What's the problem?
Workers are exposed to repetitive tasks and handling loads above shoulder height when manually loading crates, boxes or bags of produce onto pallets in a harvest aid.
What are the risks?
Workers handling crates below knee height and above shoulder height are exposed to a high risk of a sprain and strain injury. Pallet heights are determined by customers and transport costs.
Workspace is often limited causing awkward working postures and difficulty in moving things.
Unexpected movement of the harvest aid and poor access can cause workers to slip or fall.
The weight of the crates increases the risk of injury.
What's a solution to the problem?
The risk of musculoskeletal injuries can be reduced by using mechanical aids or other methods to reduce the strain on the body.

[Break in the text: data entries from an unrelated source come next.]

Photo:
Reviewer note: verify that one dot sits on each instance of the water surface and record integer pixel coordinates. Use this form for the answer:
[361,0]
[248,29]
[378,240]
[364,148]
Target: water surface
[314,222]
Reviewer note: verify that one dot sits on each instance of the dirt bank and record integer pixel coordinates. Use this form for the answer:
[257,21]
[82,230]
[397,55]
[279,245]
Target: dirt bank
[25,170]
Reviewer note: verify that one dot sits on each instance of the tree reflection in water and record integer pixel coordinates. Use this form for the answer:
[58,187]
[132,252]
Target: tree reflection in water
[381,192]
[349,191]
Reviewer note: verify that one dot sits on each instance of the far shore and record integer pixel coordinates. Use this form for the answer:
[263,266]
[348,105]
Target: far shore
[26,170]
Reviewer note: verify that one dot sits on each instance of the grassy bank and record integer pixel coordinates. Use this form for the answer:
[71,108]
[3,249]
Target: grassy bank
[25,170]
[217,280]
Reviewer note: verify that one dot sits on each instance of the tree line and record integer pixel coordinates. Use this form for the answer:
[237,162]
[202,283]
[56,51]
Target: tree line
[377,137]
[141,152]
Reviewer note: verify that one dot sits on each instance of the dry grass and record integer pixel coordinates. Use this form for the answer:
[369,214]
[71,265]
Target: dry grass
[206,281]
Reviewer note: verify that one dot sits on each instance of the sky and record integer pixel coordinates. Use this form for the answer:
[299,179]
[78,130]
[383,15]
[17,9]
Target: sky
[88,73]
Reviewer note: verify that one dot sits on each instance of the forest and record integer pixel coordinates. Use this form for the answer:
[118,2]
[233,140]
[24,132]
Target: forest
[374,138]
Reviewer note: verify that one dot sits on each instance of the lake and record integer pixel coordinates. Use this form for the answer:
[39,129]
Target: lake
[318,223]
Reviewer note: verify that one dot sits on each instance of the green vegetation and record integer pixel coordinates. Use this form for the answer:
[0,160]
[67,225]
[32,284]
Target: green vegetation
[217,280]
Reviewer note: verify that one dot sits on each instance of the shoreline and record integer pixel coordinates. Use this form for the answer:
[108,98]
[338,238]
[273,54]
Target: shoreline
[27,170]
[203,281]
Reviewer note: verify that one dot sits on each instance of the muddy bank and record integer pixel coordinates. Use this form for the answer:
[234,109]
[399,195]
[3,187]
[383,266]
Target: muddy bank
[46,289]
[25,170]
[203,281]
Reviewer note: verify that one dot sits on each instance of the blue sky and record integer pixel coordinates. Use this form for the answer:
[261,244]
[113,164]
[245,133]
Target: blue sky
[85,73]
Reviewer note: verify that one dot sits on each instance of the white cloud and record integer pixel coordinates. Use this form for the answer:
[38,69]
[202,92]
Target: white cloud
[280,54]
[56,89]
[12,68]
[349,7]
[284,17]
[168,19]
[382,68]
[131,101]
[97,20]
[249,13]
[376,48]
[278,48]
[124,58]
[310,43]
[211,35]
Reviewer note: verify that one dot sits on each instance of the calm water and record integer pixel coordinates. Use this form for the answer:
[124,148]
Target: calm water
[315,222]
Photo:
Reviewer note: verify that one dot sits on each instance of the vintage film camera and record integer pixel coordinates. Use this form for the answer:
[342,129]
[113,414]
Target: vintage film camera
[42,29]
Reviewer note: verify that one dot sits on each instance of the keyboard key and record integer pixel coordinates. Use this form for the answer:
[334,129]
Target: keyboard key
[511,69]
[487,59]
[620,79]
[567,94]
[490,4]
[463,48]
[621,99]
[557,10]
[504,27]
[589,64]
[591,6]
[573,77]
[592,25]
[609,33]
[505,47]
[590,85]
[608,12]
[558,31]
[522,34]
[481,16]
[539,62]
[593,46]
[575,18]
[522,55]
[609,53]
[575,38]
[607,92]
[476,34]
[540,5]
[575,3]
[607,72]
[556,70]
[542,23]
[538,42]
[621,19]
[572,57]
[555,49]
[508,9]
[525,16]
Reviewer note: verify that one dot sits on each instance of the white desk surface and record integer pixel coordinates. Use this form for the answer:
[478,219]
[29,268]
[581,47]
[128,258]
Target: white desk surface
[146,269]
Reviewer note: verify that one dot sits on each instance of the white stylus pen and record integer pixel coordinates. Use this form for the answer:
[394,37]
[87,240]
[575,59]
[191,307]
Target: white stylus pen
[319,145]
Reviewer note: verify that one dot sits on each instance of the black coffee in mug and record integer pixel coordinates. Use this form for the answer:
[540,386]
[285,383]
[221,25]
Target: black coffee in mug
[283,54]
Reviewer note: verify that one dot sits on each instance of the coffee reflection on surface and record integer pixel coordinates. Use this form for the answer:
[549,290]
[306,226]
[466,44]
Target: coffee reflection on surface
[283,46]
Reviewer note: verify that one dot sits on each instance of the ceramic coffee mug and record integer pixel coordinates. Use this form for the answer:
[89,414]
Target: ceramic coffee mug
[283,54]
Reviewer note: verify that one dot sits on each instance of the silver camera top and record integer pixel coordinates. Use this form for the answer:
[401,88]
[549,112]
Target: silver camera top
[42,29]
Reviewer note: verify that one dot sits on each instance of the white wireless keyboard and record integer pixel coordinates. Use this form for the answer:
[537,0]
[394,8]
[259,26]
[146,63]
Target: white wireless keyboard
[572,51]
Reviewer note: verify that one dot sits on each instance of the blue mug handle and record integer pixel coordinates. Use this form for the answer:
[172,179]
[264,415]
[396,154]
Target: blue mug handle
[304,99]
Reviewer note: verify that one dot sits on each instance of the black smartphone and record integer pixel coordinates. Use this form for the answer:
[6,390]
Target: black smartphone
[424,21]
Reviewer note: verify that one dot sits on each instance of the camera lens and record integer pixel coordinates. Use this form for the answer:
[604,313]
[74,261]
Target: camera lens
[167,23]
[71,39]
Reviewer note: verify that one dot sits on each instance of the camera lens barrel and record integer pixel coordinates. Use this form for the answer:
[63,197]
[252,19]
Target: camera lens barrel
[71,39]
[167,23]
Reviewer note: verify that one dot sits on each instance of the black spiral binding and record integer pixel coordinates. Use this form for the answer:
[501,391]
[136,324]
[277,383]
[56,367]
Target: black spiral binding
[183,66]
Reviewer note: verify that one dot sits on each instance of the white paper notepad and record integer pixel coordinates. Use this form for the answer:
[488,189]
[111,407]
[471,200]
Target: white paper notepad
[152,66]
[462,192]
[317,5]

If workers are handling crates below knee height and above shoulder height consider:
- automatic pallet stacking devices
- using height adjustable pallet raisers (recessed into the floor, if possible) for crates below knee height
- constructing a raised platform for crates above shoulder height in order to comfortably reach the top layers or using a mechanical lifting system
- discussing with transport companies and customers about altering pallet heights
- using job rotation to vary tasks and limit the time workers are doing this task.
To improve access to harvest aids:
- allow enough clear space for movement of workers around the machine and handling product
- ensure clear walkways and surrounds.